As the first named hurricane of the season wanders along off the east coast of the US, it’s perhaps fitting that today’s Big Idea book is Hurricane Fever, by Tobias Buckell. But the hurricanes of this novel take place further south, in the Caribbean — and that’s where its hero comes from, too. Buckell explains why the latter point is especially important.
TOBIAS S. BUCKELL:
When I was teenager my grandfather and I spent a couple months slowly going through and watching the entire James Bond series on VHS tape. At the time I lived on a boat at anchor off St. Thomas, in the US Virgin Islands. My grandfather’s boat, Seven Seas, lay not too far away from us. Every night I’d hop in a dinghy and motor over to my grandfather’s and watch a movie after dinner.
We watched one movie exactly because the 12-volt car batteries linked up in series to make a bank would have been charging all day via a wind generator mounted on the main mast. Any more than one movie, and that bank of batteries would run out of charge for the day. There was another bank that we could switch over to, but that was held in reserve to start the motor only. If it had been a low-wind day, we’d often have to fire up the boat’s engine near the end of the film (which used up costly diesel fuel). My grandfather always kept an eye on the voltmeter during the final third of a movie.
It was a strange thing to watch Bond in action sometimes. Because Bond often came to the sorts of places we were in at that moment, watching the movie. When Bond came to any islands, or any places in the developing world, he was a force of nature. He blew things up, slept with ALL the women, and raced around in boats (that exploded even more). I began to realize that, for the people making, filming, and in some ways writing about areas like my homeland, it was an exotic destination and no more.
I realized that people there didn’t get to have the same adventures.
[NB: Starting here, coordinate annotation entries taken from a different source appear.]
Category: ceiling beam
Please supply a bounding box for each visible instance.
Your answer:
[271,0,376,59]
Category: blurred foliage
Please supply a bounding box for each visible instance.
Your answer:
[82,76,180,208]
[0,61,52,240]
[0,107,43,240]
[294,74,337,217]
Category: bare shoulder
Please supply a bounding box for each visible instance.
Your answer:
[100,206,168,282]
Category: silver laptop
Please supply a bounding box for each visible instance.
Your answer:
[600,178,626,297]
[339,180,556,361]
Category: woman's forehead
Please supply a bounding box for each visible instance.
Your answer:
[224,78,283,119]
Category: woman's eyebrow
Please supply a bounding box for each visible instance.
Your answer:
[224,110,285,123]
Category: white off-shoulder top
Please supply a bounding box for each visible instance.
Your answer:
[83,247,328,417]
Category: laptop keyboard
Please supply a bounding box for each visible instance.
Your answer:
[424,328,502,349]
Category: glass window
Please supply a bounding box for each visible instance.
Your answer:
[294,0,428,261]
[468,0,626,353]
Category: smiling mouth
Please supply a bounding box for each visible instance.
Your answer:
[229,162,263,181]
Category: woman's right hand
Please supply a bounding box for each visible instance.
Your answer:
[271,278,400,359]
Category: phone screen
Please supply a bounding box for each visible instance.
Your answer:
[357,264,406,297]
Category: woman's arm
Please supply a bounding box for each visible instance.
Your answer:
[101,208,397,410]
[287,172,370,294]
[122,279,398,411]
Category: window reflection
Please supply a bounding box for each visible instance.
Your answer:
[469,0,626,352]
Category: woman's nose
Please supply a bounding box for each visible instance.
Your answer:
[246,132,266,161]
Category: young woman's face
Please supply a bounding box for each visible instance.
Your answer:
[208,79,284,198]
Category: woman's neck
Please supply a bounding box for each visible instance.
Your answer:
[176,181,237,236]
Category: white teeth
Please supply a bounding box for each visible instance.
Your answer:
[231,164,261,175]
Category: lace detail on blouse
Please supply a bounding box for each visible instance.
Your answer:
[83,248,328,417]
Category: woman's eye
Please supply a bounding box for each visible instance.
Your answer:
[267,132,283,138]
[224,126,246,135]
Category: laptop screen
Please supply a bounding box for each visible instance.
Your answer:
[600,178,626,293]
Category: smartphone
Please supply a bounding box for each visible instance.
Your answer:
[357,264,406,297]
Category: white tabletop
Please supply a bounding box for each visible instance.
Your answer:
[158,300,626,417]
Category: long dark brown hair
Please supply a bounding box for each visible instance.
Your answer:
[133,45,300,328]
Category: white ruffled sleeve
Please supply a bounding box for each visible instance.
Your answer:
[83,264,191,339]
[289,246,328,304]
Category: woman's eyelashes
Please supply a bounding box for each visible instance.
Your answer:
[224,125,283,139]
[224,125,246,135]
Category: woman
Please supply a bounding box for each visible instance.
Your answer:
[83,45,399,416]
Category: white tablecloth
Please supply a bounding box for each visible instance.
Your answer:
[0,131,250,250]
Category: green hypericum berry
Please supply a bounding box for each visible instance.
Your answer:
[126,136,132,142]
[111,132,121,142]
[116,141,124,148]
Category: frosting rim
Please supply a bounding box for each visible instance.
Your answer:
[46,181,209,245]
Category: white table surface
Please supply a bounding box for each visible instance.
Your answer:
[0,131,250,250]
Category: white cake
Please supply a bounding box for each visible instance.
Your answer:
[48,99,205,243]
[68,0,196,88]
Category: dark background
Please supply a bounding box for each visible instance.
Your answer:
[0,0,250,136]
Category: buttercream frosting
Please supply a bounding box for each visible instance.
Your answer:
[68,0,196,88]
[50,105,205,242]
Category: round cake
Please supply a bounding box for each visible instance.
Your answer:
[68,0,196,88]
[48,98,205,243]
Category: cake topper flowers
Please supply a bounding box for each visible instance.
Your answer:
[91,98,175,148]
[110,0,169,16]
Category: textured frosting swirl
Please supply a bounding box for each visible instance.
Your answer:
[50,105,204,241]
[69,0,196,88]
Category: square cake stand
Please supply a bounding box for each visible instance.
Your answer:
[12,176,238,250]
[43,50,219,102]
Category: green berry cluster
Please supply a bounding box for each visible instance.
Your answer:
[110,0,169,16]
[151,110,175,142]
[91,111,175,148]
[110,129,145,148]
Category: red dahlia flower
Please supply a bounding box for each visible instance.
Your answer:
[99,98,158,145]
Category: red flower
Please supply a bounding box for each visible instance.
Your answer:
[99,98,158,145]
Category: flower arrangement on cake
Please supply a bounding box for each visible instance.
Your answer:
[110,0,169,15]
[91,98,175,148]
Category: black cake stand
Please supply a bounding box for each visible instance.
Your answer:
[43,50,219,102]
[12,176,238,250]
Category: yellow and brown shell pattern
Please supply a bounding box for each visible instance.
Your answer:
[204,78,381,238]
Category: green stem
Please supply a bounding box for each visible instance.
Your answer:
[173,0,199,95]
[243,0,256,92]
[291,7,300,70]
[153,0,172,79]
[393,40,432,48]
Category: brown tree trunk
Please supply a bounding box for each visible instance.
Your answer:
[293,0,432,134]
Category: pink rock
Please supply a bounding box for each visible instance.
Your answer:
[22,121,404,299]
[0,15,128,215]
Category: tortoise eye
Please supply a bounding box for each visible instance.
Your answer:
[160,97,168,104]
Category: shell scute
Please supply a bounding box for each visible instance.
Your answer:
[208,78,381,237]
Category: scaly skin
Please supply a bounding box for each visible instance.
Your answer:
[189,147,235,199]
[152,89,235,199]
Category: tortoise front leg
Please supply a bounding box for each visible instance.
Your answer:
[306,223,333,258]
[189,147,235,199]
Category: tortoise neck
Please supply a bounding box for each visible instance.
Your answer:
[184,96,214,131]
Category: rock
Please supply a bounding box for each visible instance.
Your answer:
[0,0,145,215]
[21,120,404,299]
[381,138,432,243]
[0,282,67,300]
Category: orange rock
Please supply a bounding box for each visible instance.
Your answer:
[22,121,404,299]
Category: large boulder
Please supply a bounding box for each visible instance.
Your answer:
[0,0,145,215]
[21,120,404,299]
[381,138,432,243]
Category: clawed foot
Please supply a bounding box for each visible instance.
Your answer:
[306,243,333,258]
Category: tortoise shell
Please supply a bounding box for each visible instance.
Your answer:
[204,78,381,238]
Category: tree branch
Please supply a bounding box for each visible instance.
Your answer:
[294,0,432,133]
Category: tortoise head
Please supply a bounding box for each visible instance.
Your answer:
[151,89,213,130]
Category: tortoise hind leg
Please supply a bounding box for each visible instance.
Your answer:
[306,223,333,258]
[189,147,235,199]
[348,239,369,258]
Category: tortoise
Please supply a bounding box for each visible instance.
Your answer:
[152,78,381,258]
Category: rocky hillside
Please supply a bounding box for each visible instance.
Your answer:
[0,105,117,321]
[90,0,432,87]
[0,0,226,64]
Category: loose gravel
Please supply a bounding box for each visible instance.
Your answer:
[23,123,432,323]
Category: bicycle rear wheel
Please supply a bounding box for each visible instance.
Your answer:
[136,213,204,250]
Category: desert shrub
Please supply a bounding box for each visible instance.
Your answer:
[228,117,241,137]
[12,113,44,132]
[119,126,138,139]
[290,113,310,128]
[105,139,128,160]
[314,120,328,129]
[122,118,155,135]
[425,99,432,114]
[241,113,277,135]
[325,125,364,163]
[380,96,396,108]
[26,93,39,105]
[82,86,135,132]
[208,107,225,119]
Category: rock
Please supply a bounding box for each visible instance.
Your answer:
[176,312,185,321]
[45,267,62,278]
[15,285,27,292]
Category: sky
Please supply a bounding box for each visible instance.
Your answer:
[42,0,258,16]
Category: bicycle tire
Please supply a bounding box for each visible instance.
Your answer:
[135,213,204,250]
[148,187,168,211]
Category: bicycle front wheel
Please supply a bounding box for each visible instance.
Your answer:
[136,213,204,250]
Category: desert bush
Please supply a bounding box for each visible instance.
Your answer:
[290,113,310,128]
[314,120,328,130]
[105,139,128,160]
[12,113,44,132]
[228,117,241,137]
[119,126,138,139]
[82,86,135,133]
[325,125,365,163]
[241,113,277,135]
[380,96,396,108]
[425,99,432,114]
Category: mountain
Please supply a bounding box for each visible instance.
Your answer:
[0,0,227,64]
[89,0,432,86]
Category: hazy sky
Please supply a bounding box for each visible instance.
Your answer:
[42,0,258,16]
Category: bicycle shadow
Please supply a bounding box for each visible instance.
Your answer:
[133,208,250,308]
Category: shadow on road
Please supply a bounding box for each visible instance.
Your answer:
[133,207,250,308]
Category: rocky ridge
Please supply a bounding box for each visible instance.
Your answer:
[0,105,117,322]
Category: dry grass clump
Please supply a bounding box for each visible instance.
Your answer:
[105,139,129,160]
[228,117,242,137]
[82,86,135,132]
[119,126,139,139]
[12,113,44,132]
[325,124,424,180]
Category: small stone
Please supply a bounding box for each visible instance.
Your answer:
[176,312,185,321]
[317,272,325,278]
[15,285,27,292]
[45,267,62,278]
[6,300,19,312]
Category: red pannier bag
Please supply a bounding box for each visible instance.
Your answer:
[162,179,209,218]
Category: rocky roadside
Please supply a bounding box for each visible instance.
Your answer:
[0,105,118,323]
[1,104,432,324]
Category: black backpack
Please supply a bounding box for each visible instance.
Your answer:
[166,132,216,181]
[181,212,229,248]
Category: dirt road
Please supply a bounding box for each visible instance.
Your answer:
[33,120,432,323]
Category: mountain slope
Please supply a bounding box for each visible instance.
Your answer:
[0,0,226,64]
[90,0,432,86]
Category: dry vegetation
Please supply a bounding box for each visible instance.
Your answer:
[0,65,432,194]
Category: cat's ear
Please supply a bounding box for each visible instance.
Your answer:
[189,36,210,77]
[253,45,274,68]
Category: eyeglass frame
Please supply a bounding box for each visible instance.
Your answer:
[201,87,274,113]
They never got to stand up to the enemies who had penetrated their settings. In many cases, the villain was often of the developing world. So we were a place to visit, a playground, the thing to sleep with (or exploit) and the enemy.
But the islands I grew up on were so much more. I knew that. The islands were a place of beauty and a destination. Sure. There’s a reason tourism is so huge. But damn it, there were scientists and science being done. There were corporations being built. There were cities being forged, culture and food and…
…There were heroes as well.
And there should be fictional heroes as well. Because we should all get to see ourselves out there as heroes.
When the the black-hats get on a megayacht and sail off to aquamarine waters to cause trouble, why shouldn’t a local agent get curious about the mayhem and start digging around?
That is how Prudence James came to be born: my asking that question. Roo, as he prefers, appeared in Arctic Rising, lending a hand to the main character of that novel as she navigated an increasingly hostile ice-free Arctic.
Roo is my answer to the question: where are the Caribbean agents? What about the people who live there? What do they think about all this?
Because, at anchor, enjoying the explosions on a tiny screen all those years ago, I felt an emptiness that I couldn’t put a finger on. I wanted to see stories that included and featured people like my friends and me. Bi-racial people. Caribbean people. Caribbean people at large in the future. I wanted to add to the experience, I wanted to deepen the pool that was the mythology of the secret agent.
Getting to do so in Hurricane Fever was finishing a promise I made a very long time ago.